In the near future, you’ll be able to purchase things with a swipe of your hand.
Pay-by-palm is already available at over 200 Amazon-owned Whole Foods Market stores across the country. And by year-end, all 500+ stores throughout the U.S. will offer the payment option, according to a July 20 press release.
This means customers who sign up for the Amazon One program won’t need their wallets or phones to pay for groceries.
Amazon One is a type of biometric-based form of payment which uses your unique physical features, such as your face or palm print, to authorize payments.
Here’s how it generally works: You sign up for a biometric payment program, such as Amazon One, by providing your credit or debit card information and other details like your phone number or a valid ID, depending on the retailer. Then, you scan your hand, face or fingerprints, which are attached to your user profile. From there, you can use your hand, face or fingerprints to pay at certain participating locations.
However, some tech and cybersecurity experts are expressing concern about this evolving technology.
Why biometric-payment options spark security concerns
Since your hand or face is completely unique to you and can’t go missing in the way your credit or debit card can, some may argue that it is a more secure form of payment.

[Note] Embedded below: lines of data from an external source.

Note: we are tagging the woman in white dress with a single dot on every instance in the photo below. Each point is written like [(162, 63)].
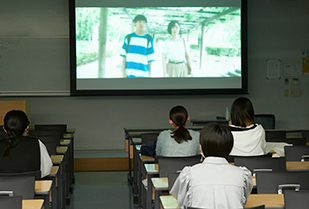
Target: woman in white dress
[(249, 137), (214, 183), (175, 54)]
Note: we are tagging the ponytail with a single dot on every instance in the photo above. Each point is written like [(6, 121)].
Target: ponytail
[(15, 123), (181, 134), (10, 137), (179, 116)]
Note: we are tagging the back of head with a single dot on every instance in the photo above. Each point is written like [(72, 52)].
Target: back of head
[(140, 18), (179, 116), (171, 25), (15, 124), (216, 140), (242, 112)]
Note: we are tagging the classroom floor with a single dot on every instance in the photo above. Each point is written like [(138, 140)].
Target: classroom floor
[(102, 190)]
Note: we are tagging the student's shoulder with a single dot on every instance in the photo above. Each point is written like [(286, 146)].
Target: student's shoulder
[(165, 133), (30, 138)]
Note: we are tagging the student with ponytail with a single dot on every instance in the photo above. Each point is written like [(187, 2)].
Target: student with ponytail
[(180, 141), (18, 152)]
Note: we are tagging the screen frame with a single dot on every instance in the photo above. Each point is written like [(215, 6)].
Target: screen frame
[(146, 92)]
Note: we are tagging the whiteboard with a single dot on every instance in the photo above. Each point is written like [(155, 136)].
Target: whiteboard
[(34, 48)]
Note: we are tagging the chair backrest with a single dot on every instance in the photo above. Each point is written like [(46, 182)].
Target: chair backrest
[(20, 185), (35, 174), (296, 153), (231, 158), (261, 162), (277, 182), (7, 202), (296, 200), (257, 207), (175, 164), (266, 120), (171, 177), (51, 142), (294, 141), (149, 138), (274, 134), (40, 134)]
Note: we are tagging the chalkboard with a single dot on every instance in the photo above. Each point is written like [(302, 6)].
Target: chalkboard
[(34, 48)]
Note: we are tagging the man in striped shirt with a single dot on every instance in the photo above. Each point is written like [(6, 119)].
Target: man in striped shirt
[(137, 51)]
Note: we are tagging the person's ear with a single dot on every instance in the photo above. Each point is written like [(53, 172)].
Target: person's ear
[(170, 121)]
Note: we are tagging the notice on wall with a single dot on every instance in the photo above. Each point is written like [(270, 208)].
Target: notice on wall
[(305, 62), (273, 69)]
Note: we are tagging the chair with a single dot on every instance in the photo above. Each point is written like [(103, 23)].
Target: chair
[(296, 200), (41, 134), (275, 135), (261, 162), (296, 153), (175, 164), (171, 178), (51, 142), (10, 201), (266, 120), (36, 174), (276, 182), (149, 138), (20, 185)]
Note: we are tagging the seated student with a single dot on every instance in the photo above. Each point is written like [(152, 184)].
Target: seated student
[(20, 152), (180, 141), (249, 137), (214, 183)]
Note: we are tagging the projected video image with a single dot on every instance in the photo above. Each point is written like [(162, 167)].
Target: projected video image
[(158, 42)]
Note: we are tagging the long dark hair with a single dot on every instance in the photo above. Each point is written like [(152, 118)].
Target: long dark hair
[(179, 116), (15, 123), (242, 112), (216, 140)]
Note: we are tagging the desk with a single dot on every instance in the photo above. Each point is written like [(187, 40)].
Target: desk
[(32, 204), (56, 188), (270, 201), (69, 141), (161, 184), (133, 132), (43, 188), (59, 160), (63, 150)]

But that’s not necessarily so, says Hafiz Malik, an electrical- and computer-engineering professor at the University of Michigan who researches cybersecurity.
“There needs to be countermeasures, such as liveness detection, in place to detect whether these are spoofed or impersonated identities,” he says.
To its credit, Amazon says its palm scanners use liveness-detection technology and are able to tell the difference between a live palm and a fake one.
Consumers should also be aware that the database where their biometric data is stored could potentially be hacked.
“Any time you entrust your data with a private corporation, you’re trusting that company to keep that data safe. And most of the time, you probably shouldn’t,” says Evan Greer, director of Fight for the Future, a digital-rights advocacy organization.
“Corporations have a really terrible track record of keeping our personal information safe,” she tells CNBC Make It.
While you can replace a stolen credit card or even a stolen Social Security number, it would be incredibly difficult to replace your face or palm if your biometric data is stolen, she says.
On top of that, it can be dangerous if these databases of biometric information get into the wrong hands, says Cynthia Rudin, a Duke University professor of computer science, bioinformatics and electrical and computer engineering.
“They can control you in ways you don’t like,” Rudin says. “Those data sets can be used to control us anywhere in the world, including arresting us, or preventing us from entering stores that don’t want customers in our salary bracket, or who have political views that disagree with the owners of the venues.”
It’s important to understand that your biometric information is some of the most sensitive data you create, says Greer. That’s why it’s crucial to protect it the same way you would safeguard your personal details, such as your address or Social Security number.
“It’s something everyone should care about protecting, even in this age where many people feel like they’ve given up on protecting their privacy or feel like its futile,” she says.